Application of PEEP can have negative hemodynamic effect, regardless of its beneficial effect on lung function. To estimate its impact on hemodynamics we used MAP, SBP and HR. Besides the fact that they are easy to obtain, those parameters are advised as obligatory monitoring in every day practice. PEEP increases intrathoracic pressure. As a consequence, venous return decreases, right ventricular (RV) afterload increases, ventricular compliance and contractility decrease (
8,
22). Increase in RV afterload leads to left shifting of septum, decrease in left ventricular end-diastolic diameter and left ventricular end-diastolic area (
23). In hypovolemic and normovolemic patients, PEEP reduces cardiac output due to decreased venous return (
22). Above mentioned changes in cardiac performance may or may not be clinically significant (
23). During our PEEP trial there was not a single case of hypotension or/and bradycardia, as invasive blood pressure and ECG monitoring showed. All patients remained hemodynamically stable on each PEEP level. This is in accordance with previously published data. In systematic review Algera et al. analyzed hemodynamic effect of low PEEP (med 0, IQR 0 - 5) vs. high PEEP (med 10, IQR 3 - 20) in experimental animals with uninjured lungs. In 2 trials, application of high PEEP didn’t cause hypotension and bradycardia, 1 trial documented lower blood pressure (
24). In study by Ambrosio et al. during 15 minutes PEEP titration up to 20 cmH
2O cardiac output, cardiac index, systemic and pulmonary vascular resistance were significantly lower at PEEP of 20 cmH
2O but this wasn’t clinically significant. Animals in both groups remained hemodynamically stable with no differences in HR and MAP within and between groups (
4). Although this is experimental study, it is similar to ours in some points: uninjured lung, level of applied PEEP and the slow PEEP titration.
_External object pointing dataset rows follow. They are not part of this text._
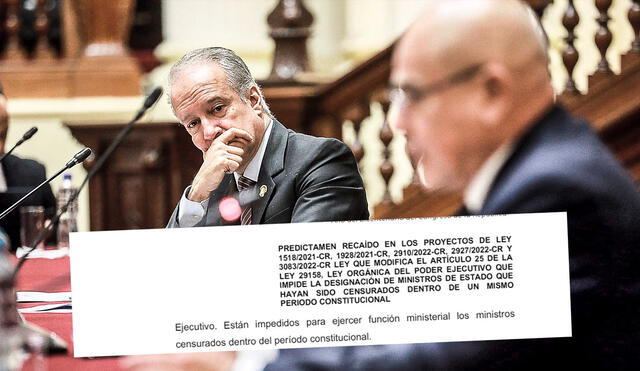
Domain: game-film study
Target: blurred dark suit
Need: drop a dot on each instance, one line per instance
(23, 175)
(559, 165)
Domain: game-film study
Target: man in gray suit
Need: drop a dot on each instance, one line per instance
(290, 177)
(278, 175)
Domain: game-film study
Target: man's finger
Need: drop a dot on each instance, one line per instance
(234, 133)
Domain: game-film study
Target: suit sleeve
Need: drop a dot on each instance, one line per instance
(331, 188)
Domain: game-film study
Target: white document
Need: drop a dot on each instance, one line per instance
(320, 284)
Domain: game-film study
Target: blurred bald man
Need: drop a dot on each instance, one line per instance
(474, 98)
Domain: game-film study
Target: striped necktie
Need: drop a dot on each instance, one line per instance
(244, 184)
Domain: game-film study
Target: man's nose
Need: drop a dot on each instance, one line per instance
(210, 129)
(395, 117)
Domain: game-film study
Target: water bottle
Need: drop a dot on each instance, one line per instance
(69, 220)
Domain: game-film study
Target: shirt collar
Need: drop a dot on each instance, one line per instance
(476, 192)
(253, 168)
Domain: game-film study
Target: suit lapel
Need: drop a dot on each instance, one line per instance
(227, 187)
(272, 165)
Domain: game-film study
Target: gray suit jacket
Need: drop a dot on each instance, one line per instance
(307, 179)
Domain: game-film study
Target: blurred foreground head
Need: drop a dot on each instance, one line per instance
(469, 76)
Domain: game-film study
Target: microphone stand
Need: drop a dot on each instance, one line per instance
(24, 138)
(151, 99)
(17, 203)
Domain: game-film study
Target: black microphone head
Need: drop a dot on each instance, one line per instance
(29, 133)
(82, 155)
(153, 97)
(79, 157)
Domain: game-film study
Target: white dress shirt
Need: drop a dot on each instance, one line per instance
(476, 192)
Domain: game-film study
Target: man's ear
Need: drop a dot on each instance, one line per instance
(497, 93)
(254, 99)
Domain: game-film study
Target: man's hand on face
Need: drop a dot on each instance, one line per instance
(224, 156)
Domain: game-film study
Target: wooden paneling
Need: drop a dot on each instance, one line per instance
(142, 182)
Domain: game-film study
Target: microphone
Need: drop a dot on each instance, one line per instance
(77, 158)
(26, 136)
(148, 102)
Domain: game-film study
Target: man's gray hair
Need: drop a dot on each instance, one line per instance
(237, 72)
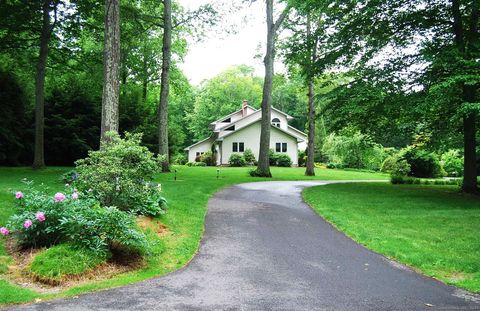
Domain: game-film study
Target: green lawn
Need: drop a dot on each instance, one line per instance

Slow titration of PEEP up to 15, when compared to fast PEEP titration up to 10 and 20, causes less circulatory depression (
7). In clinical setting, in hemodynamically stable children after repair of congenital cardiac defect, PEEP 4 - 12 cmH
2O caused fall of cardiac index, but this reduction wasn’t clinically significant (
25,
26). Several studies used MAP and HR to evaluate hemodynamic effect of PEEP in hemodynamically stable patients. Although MAP and HR can be reduced up to 5% with PEEP 10, this was not recognized as bradycardia or hypotension (
27,
28). In their review article, Berger and Takala discussed impact of PEEP on hemodynamics, more precisely, on mean systemic filling pressure (MSFP) and venous return as major factors whose changes, induced by PEEP, influence CO. They pointed out controversy in experimental research, where some studies document unchanged venous return and CO or decreased CO with PEEP 10 - 20 cmH
2O (
22). Few years previously authors investigated impact of lower PEEP levels 5 - 10 cmH
2O with stable airway pressure and found no effect on MSFP, venous return or resistance to venous return (
29). None of CO determinants (and hemodynamics) was changed. As authors speculated, reason for these different results is probably a consequence of ventilator strategy with small pressures and tidal volumes. This is similar to our study since we used protective ventilation strategy, as mentioned earlier.
Limitation to our study is its open label design. We are aware that if the anesthesiologist who performed PEEP titration was not involved in data collection, and the observer who collected the data was unaware of the study groups, the results would be more convincing.